Listed Building – Grade II
- Official name: Cwrt y Brychan
- Designated: 19 August 1955
- Reference no.: 2032

= Cwrt y Brychan barn, stable and granary =

The barn, stable and granary at Cwrt y Brychan (Brecon Court), Llansoy, Monmouthshire are a range of farm buildings constructed in the 16th century. The origins are the site are ancient and the court is historically connected with the kingdom of Brycheiniog. The complex has a Grade II* listing, with the court having a separate Grade II listing.

==History==
Cadw records the "legendary" connection between the court and the Early Middle Ages kingdom of Brycheiniog which was located to the north of Monmouthshire in the southern part of the historic county of Brecknockshire. The court dates from the mid-16th century, and was in the ownership of the Nicholls family in the 17th and 18th centuries. The barn, stable and granary were constructed during the Nicholls' ownership. The architectural historian John Newman dates the barn to the 16th century but Cadw suggests a slightly earlier date of the 15th century. Both agree that the stable and granary were later additions. The estate is recorded as being sold in 1901. The farmstead complex is listed Grade II*. The farmhouse, of what remains a privately owned estate, has been "drastically modernized" but has a Grade II listing.

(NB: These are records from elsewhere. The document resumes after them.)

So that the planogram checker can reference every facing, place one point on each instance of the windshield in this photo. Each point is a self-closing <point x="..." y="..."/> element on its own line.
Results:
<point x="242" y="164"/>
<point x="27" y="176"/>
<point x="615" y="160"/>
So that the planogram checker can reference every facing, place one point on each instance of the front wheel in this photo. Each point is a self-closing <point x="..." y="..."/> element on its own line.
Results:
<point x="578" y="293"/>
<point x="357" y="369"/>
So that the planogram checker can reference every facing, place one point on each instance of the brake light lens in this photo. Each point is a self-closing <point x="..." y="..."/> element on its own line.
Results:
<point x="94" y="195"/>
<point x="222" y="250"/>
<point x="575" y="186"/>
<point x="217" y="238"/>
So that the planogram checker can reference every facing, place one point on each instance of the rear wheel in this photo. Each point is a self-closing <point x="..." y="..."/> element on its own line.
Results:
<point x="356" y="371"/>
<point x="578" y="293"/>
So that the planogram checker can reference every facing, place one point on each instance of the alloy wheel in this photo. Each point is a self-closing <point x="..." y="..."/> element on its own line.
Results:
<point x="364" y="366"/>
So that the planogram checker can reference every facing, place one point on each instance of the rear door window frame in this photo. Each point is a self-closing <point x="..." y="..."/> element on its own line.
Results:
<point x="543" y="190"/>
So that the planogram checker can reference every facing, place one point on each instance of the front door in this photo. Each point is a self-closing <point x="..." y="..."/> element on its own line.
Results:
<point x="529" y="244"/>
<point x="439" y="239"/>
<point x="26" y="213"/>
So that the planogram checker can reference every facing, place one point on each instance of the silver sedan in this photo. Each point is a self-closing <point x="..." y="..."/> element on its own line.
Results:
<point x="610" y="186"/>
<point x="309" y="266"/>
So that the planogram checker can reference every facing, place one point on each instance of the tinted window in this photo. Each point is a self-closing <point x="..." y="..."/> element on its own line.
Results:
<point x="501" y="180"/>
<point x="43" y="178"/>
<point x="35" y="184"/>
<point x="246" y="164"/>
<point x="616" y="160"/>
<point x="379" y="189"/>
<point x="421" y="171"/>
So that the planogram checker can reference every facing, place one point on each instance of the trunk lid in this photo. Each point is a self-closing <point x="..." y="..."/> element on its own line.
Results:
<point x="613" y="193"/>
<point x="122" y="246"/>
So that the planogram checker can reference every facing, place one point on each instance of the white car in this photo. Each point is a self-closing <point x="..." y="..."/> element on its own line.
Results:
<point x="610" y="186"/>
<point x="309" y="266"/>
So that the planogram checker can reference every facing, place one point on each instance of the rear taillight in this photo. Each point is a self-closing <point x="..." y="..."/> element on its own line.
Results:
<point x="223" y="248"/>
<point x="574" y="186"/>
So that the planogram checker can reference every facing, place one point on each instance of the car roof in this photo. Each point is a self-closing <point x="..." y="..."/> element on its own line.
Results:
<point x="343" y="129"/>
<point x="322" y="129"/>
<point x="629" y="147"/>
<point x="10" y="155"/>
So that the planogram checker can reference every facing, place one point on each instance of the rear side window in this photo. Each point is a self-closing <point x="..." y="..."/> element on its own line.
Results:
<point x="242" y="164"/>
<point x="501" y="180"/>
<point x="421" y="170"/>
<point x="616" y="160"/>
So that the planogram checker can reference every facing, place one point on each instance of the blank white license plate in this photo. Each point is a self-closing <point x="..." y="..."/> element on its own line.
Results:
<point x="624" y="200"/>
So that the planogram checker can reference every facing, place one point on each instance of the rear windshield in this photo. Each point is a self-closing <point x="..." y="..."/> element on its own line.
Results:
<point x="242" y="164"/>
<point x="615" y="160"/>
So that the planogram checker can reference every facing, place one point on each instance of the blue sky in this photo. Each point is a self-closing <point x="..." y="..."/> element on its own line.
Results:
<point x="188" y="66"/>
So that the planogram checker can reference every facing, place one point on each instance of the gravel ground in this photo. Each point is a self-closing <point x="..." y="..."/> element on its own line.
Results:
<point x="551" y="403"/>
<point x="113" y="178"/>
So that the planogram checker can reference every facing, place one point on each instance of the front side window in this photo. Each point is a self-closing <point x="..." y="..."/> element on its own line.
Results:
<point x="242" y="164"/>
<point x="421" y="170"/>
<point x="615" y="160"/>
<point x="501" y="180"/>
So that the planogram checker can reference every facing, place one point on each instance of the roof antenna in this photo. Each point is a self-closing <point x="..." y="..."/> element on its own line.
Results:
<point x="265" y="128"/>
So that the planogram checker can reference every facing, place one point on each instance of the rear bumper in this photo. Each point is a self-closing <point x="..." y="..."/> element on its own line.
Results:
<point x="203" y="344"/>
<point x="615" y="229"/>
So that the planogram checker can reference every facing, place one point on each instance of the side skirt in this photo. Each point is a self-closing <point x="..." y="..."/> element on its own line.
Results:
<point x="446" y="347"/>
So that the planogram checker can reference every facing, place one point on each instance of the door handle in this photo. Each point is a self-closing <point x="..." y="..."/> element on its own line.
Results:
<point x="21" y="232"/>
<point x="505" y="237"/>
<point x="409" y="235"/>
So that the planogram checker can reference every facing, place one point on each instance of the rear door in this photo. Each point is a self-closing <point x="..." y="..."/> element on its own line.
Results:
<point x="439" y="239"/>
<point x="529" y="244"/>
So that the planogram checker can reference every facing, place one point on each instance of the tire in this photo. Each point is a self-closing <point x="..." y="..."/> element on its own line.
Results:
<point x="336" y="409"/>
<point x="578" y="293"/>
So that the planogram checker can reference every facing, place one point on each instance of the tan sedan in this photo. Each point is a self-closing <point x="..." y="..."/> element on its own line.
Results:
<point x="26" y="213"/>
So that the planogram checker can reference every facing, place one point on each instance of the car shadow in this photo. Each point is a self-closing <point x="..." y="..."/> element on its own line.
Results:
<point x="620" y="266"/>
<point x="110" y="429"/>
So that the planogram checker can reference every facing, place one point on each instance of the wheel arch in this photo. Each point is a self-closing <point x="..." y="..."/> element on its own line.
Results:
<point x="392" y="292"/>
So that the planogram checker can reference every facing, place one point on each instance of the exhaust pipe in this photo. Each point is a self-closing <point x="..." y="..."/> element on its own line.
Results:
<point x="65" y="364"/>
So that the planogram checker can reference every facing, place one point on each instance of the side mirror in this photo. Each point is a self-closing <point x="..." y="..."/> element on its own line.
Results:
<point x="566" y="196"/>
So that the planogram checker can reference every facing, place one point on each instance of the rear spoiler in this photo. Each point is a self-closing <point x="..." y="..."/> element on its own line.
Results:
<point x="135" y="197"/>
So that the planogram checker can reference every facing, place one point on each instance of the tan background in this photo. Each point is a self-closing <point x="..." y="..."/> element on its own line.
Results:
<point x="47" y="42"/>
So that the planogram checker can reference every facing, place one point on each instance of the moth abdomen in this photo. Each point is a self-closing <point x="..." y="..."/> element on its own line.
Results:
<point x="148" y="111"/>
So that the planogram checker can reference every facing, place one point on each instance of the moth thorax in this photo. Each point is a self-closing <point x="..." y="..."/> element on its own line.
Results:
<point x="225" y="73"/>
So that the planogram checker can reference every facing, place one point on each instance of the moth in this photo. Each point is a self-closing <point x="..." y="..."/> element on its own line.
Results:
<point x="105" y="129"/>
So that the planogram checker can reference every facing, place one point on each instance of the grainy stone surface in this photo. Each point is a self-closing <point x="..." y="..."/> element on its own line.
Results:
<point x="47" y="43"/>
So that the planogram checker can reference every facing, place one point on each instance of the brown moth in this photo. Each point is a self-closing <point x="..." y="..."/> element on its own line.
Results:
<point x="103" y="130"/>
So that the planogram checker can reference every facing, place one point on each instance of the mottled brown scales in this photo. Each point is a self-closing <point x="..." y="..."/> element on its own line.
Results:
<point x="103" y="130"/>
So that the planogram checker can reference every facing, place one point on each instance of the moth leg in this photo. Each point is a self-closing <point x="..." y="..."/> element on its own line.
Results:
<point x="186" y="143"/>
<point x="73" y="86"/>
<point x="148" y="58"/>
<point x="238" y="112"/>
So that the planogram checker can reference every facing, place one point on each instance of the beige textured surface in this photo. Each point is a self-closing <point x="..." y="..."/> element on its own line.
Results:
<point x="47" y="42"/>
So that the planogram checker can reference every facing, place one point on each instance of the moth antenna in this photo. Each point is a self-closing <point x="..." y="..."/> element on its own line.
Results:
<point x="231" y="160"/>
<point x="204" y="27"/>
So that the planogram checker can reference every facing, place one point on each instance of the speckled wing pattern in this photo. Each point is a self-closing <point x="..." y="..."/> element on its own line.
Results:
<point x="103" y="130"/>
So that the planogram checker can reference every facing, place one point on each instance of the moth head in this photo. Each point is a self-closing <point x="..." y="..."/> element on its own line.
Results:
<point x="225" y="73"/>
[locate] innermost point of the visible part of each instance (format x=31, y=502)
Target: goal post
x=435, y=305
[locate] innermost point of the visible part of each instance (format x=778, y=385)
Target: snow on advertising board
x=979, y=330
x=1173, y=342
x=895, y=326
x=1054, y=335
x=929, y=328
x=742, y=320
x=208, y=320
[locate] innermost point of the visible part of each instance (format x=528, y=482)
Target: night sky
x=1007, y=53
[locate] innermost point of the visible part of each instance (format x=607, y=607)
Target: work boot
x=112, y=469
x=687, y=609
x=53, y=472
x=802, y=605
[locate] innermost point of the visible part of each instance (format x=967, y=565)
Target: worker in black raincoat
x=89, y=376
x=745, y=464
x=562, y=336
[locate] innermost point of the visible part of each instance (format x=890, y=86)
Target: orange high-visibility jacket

==Architecture and description==
Newman records the barn as having five bays, with a cruck-truss roof. Sir Cyril Fox and Lord Raglan, writing in the first volume of their three-volume study Monmouthshire Houses, describe four cruck-trusses but Cadw considers that they were in error, the building having only three. Fox and Raglan write that "nothing in medieval architecture prepares one for the massive dignity and functional simplicity of these constructions". The complex is constructed of rubble with a Welsh slate roof. The 17th century stable has some rare ovolo-moulded mullion windows.